Thanks guys. Begreen, I wondered the same thing, but the insurance company did not require it. I am going to install the heat sheilding above and behind the chimney metal pipe.  Any suggestions?  I plan to use some 1 inch square metal tubing cut in short lenghts for the spacers.  What guage of metal?  The stove boards behind the stove are store bought with some insulating material.
I had a Fisher Mama Bear wood stove too. I switched and put it in now. I am not sure I like it as well.  I had put some cement blocks under the legs of it to raise it up some so it would be easier to load and look in.  But I am not sure that it is any more efficient than the Round Oak and it won't take as much wood as the Round Oak for night fires, and I miss the ash grate and ash collector.
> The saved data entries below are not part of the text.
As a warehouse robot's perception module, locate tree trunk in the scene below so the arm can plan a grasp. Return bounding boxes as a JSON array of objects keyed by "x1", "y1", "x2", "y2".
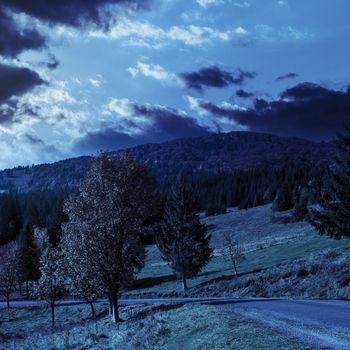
[
  {"x1": 182, "y1": 275, "x2": 188, "y2": 292},
  {"x1": 108, "y1": 297, "x2": 113, "y2": 317},
  {"x1": 89, "y1": 301, "x2": 96, "y2": 318},
  {"x1": 51, "y1": 302, "x2": 55, "y2": 327},
  {"x1": 111, "y1": 295, "x2": 120, "y2": 323},
  {"x1": 233, "y1": 260, "x2": 237, "y2": 276}
]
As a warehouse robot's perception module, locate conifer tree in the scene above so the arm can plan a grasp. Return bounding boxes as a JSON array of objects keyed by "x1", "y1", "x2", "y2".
[
  {"x1": 157, "y1": 174, "x2": 212, "y2": 290},
  {"x1": 18, "y1": 225, "x2": 40, "y2": 294},
  {"x1": 0, "y1": 241, "x2": 19, "y2": 307},
  {"x1": 310, "y1": 127, "x2": 350, "y2": 239},
  {"x1": 33, "y1": 243, "x2": 65, "y2": 327}
]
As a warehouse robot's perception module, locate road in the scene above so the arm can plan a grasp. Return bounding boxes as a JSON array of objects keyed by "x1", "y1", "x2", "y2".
[
  {"x1": 0, "y1": 298, "x2": 350, "y2": 350},
  {"x1": 218, "y1": 300, "x2": 350, "y2": 350},
  {"x1": 0, "y1": 298, "x2": 276, "y2": 309}
]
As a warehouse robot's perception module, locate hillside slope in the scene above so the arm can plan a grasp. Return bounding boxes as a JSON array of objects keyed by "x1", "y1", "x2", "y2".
[{"x1": 0, "y1": 132, "x2": 335, "y2": 192}]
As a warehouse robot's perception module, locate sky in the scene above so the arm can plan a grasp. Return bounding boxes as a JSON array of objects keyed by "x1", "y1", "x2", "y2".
[{"x1": 0, "y1": 0, "x2": 350, "y2": 169}]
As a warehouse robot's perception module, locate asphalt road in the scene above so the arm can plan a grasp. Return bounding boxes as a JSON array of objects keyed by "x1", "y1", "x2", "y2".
[
  {"x1": 0, "y1": 298, "x2": 350, "y2": 350},
  {"x1": 0, "y1": 298, "x2": 275, "y2": 309},
  {"x1": 218, "y1": 300, "x2": 350, "y2": 350}
]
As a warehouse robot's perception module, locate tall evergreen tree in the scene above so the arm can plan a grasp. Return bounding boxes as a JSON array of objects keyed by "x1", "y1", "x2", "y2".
[
  {"x1": 157, "y1": 175, "x2": 212, "y2": 290},
  {"x1": 18, "y1": 225, "x2": 40, "y2": 293},
  {"x1": 311, "y1": 127, "x2": 350, "y2": 239},
  {"x1": 33, "y1": 242, "x2": 65, "y2": 327}
]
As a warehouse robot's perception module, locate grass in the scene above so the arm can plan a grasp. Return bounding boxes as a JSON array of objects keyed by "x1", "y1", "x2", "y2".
[
  {"x1": 128, "y1": 205, "x2": 350, "y2": 296},
  {"x1": 0, "y1": 305, "x2": 308, "y2": 350}
]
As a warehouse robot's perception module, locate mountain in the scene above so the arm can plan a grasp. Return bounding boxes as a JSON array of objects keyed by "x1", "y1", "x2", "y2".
[{"x1": 0, "y1": 132, "x2": 335, "y2": 192}]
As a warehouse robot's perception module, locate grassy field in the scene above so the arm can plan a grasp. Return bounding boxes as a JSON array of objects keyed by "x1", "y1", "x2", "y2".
[
  {"x1": 125, "y1": 205, "x2": 350, "y2": 295},
  {"x1": 0, "y1": 305, "x2": 309, "y2": 350}
]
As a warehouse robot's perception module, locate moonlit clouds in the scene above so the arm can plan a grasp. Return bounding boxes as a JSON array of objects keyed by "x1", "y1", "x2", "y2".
[{"x1": 0, "y1": 0, "x2": 350, "y2": 167}]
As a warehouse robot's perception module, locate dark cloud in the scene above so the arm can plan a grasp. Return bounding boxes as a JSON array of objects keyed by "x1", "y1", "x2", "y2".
[
  {"x1": 236, "y1": 89, "x2": 254, "y2": 98},
  {"x1": 75, "y1": 104, "x2": 209, "y2": 153},
  {"x1": 0, "y1": 0, "x2": 148, "y2": 27},
  {"x1": 0, "y1": 99, "x2": 40, "y2": 124},
  {"x1": 0, "y1": 9, "x2": 45, "y2": 57},
  {"x1": 44, "y1": 54, "x2": 60, "y2": 69},
  {"x1": 24, "y1": 134, "x2": 45, "y2": 146},
  {"x1": 200, "y1": 83, "x2": 350, "y2": 141},
  {"x1": 0, "y1": 63, "x2": 44, "y2": 104},
  {"x1": 134, "y1": 105, "x2": 208, "y2": 142},
  {"x1": 276, "y1": 73, "x2": 299, "y2": 81},
  {"x1": 179, "y1": 66, "x2": 255, "y2": 91}
]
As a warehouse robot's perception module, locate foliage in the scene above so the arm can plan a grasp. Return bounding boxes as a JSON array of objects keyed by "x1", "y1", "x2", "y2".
[
  {"x1": 62, "y1": 154, "x2": 157, "y2": 322},
  {"x1": 0, "y1": 242, "x2": 19, "y2": 307},
  {"x1": 157, "y1": 174, "x2": 212, "y2": 289},
  {"x1": 311, "y1": 128, "x2": 350, "y2": 239},
  {"x1": 221, "y1": 232, "x2": 246, "y2": 275}
]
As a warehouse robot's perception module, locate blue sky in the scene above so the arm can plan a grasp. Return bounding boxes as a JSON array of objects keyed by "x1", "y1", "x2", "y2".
[{"x1": 0, "y1": 0, "x2": 350, "y2": 168}]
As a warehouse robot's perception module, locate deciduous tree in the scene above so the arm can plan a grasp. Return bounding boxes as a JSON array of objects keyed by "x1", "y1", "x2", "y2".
[{"x1": 63, "y1": 153, "x2": 157, "y2": 322}]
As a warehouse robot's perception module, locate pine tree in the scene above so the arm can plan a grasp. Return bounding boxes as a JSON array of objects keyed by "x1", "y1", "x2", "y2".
[
  {"x1": 293, "y1": 189, "x2": 308, "y2": 221},
  {"x1": 157, "y1": 175, "x2": 212, "y2": 290},
  {"x1": 62, "y1": 153, "x2": 158, "y2": 322},
  {"x1": 0, "y1": 241, "x2": 19, "y2": 307},
  {"x1": 33, "y1": 243, "x2": 65, "y2": 327},
  {"x1": 221, "y1": 233, "x2": 246, "y2": 276},
  {"x1": 310, "y1": 127, "x2": 350, "y2": 239},
  {"x1": 18, "y1": 225, "x2": 40, "y2": 294}
]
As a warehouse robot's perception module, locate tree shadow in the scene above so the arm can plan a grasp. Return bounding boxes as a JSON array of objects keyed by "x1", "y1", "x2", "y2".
[{"x1": 131, "y1": 275, "x2": 176, "y2": 289}]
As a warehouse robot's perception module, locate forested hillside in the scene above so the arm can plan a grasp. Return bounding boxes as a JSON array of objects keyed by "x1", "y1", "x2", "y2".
[{"x1": 0, "y1": 132, "x2": 335, "y2": 192}]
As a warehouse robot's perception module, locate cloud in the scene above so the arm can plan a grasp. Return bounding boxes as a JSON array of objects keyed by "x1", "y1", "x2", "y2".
[
  {"x1": 236, "y1": 89, "x2": 254, "y2": 98},
  {"x1": 193, "y1": 83, "x2": 350, "y2": 141},
  {"x1": 44, "y1": 54, "x2": 60, "y2": 69},
  {"x1": 128, "y1": 62, "x2": 180, "y2": 85},
  {"x1": 0, "y1": 7, "x2": 46, "y2": 57},
  {"x1": 89, "y1": 78, "x2": 102, "y2": 88},
  {"x1": 276, "y1": 73, "x2": 299, "y2": 81},
  {"x1": 196, "y1": 0, "x2": 223, "y2": 8},
  {"x1": 75, "y1": 99, "x2": 210, "y2": 153},
  {"x1": 180, "y1": 66, "x2": 255, "y2": 91},
  {"x1": 0, "y1": 63, "x2": 44, "y2": 104},
  {"x1": 233, "y1": 1, "x2": 251, "y2": 9},
  {"x1": 1, "y1": 0, "x2": 148, "y2": 28},
  {"x1": 24, "y1": 134, "x2": 45, "y2": 146},
  {"x1": 89, "y1": 18, "x2": 235, "y2": 49}
]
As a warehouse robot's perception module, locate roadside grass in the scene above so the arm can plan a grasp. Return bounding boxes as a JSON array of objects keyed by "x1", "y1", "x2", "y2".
[
  {"x1": 128, "y1": 235, "x2": 350, "y2": 296},
  {"x1": 0, "y1": 305, "x2": 309, "y2": 350},
  {"x1": 191, "y1": 246, "x2": 350, "y2": 299}
]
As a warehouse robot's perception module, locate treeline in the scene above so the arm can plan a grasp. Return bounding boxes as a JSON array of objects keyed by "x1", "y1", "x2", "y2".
[
  {"x1": 157, "y1": 162, "x2": 330, "y2": 216},
  {"x1": 0, "y1": 162, "x2": 329, "y2": 245},
  {"x1": 0, "y1": 190, "x2": 69, "y2": 245},
  {"x1": 0, "y1": 154, "x2": 213, "y2": 326}
]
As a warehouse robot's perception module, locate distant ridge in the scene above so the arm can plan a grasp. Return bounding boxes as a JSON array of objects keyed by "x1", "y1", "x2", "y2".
[{"x1": 0, "y1": 131, "x2": 335, "y2": 192}]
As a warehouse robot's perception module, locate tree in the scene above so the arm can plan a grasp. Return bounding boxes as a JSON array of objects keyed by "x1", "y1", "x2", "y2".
[
  {"x1": 293, "y1": 189, "x2": 309, "y2": 221},
  {"x1": 61, "y1": 228, "x2": 103, "y2": 317},
  {"x1": 221, "y1": 232, "x2": 246, "y2": 276},
  {"x1": 34, "y1": 243, "x2": 65, "y2": 327},
  {"x1": 0, "y1": 241, "x2": 19, "y2": 307},
  {"x1": 272, "y1": 182, "x2": 293, "y2": 211},
  {"x1": 157, "y1": 174, "x2": 212, "y2": 290},
  {"x1": 63, "y1": 153, "x2": 157, "y2": 322},
  {"x1": 310, "y1": 127, "x2": 350, "y2": 239},
  {"x1": 0, "y1": 194, "x2": 21, "y2": 245},
  {"x1": 18, "y1": 225, "x2": 40, "y2": 294}
]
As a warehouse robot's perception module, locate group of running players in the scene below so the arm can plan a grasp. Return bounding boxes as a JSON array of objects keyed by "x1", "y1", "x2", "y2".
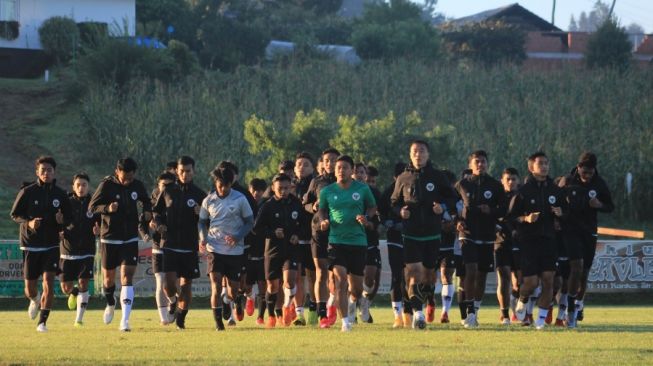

Also can't load as big of pieces of wood in the Fisher.  So I will probably be going to  switch back to the Round Oak.  I was thinking about putting a 1/4 inch plate of steel in the Round Oak to deflect the smoke a bit so that it may burn up more gasses. I do think that the Round Oak design of having a small adjustable vent right below where the stove pipe hooks up helps to get a little more O2 in there to burn better too.


----------



## bentonbee (Dec 22, 2012)

bentonbee said:


> Thanks guys. Begreen, I wondered the same thing, but the insurance company did not require it. I am going to install the heat sheilding above and behind the chimney metal pipe. Any suggestions? I plan to use some 1 inch square metal tubing cut in short lenghts for the spacers. What guage of metal? The stove boards behind the stove are store bought with some insulating material.
> I had a Fisher Mama Bear wood stove too. I switched and put it in now. I am not sure I like it as well. I had put some cement blocks under the legs of it to raise it up some so it would be easier to load and look in. But I am not sure that it is any more efficient than the Round Oak and it won't take as much wood as the Round Oak for night fires, and I miss the ash grate and ash collector. Also can't load as big of pieces of wood in the Fisher. So I will probably be going to switch back to the Round Oak. I was thinking about putting a 1/4 inch plate of steel in the Round Oak to deflect the smoke a bit so that it may burn up more gasses. I do think that the Round Oak design of having a small adjustable vent right below where the stove pipe hooks up helps to get a little more O2 in there to burn better too.


 
P.S. I have since added a second stove board behind the wood stove as my insurance company wanted that.


----------



## coaly (Dec 22, 2012)

24 gauge sheet metal, with 1 inch air space the same as wall protector.

Or you can use double wall pipe with a clearance down to 6".


----------



## bentonbee (Dec 22, 2012)

Thanks Coaly.


----------



## begreen (Dec 23, 2012)

Ditto. What he said.


----------



## bentonbee (Jan 10, 2013)

Hi guys,
Thanks for the help. I got the shield put up on the back wall and ceiling to shield the chimney.  I feel safer now.  I really love this round oak stove. It puts out a lot of heat, will hold a fire as good as the fisher did over night and it is a lot easier to start and manage than the Fisher.  Thanks for your help.  Now if I could put a baffle plate towards the top to increase the efficiency a little bit.., I think it was just as efficient as my unbaffled Fisher Mama Bear stove was.


----------